Heading north we found ourselves in rural Israel: cow land. Located in a village built on Kibbutz principals is the Israeli Circus School by the Australian David Berry. Based in an old cinema the school has great facilities with a huge stage, aerial rig, trampoline and tight rope. We were visiting to thank David for his formal invite for the circus to visit Israel and to see what cross cultural projects they have been working on.
Working in the arts in Israel is not easy; there is chronic underfunding. 50% of the school’s income is from its services and 50% comes from overseas funding. This story of lack of state funding was repeated when we visited the Lajun Theatre in Narazeth. The theatre was set up to perform Arabic cultural shows in bilingual (Hebrew and Arabic) medium. They take these shows to Jewish schools in the area to foster cross cultural understanding and appreciation. Its such a shame that the Israeli state dosn’t appreciate the true value of such work.
During our time at the circus we got to know some of the pupils and teachers. As young people high in their minds is military service; either impending draft, friends serving or their own experiences. Although it is a requirement it is possible to avoid joining and completing social service instead. This is done by claiming to be ‘crazy’ – or in other words a pacifist. Twenty years ago it wasn’t so easy; I met someone who attempted suicide outside Jerusalem hospital to avoid the draft. Avoiding the draft isn’t without it’s drawbacks; working for the civil service is impossible and it is likely that employment in many nationalist organisations will be closed to you. There is also the issue of peer pressure – as one girl who was considering her options put it: ‘but all my friends are going. If I don’t go I won’t be with them.’ There is certainly a lot of pressure on very young (18 when they join) Israeli Jews to conform, and once they have, the military have 3 years to indoctrinate them into ‘proper’ Israeli citizens. However there is no compulsion for Israeli Christians or Muslims to join the military; building a religious divide within the nation and the military.
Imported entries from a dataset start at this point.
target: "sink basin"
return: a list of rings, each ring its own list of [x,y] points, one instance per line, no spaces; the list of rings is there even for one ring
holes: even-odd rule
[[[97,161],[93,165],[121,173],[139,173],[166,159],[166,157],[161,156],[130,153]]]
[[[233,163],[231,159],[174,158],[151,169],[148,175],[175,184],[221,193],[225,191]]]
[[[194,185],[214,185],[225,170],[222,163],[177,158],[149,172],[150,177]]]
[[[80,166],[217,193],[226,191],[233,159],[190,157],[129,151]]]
Perversely it is compulsary for Israeli Druze to join the military, which leads to its own tensions between religious communities. Some say this was borne from the Druze community as seeing the new Israeli state as a salvation from Muslim oppression. However nowadays, perhaps from the realisation that the Israeli state is not treating them equally, as many as 30-40% avoid the draft. One project that the Circus school has done in cross cultural work was creating a performance of Aladdin with a Druze community circus in Maghar. It was a trilingual show with performers from the Jewish and Druze communities. Circus is a great means to develop high level trust; something much needed in a country where there is much inter community distrust.
We went to visit Maghar to work with their cirucs and put on a show. It was fantastic to have extended time working with a small group of very enthusiastic and talented young people. We worked on a number of theatre games and worked on circus skills. There is certainly a lot of potential here and I can’t wait to return to see have far they have developed. Yet again we were hosted with great kindness and warmth by Adnan and his family; we are all putting on weight with th quantity and quality of food provided.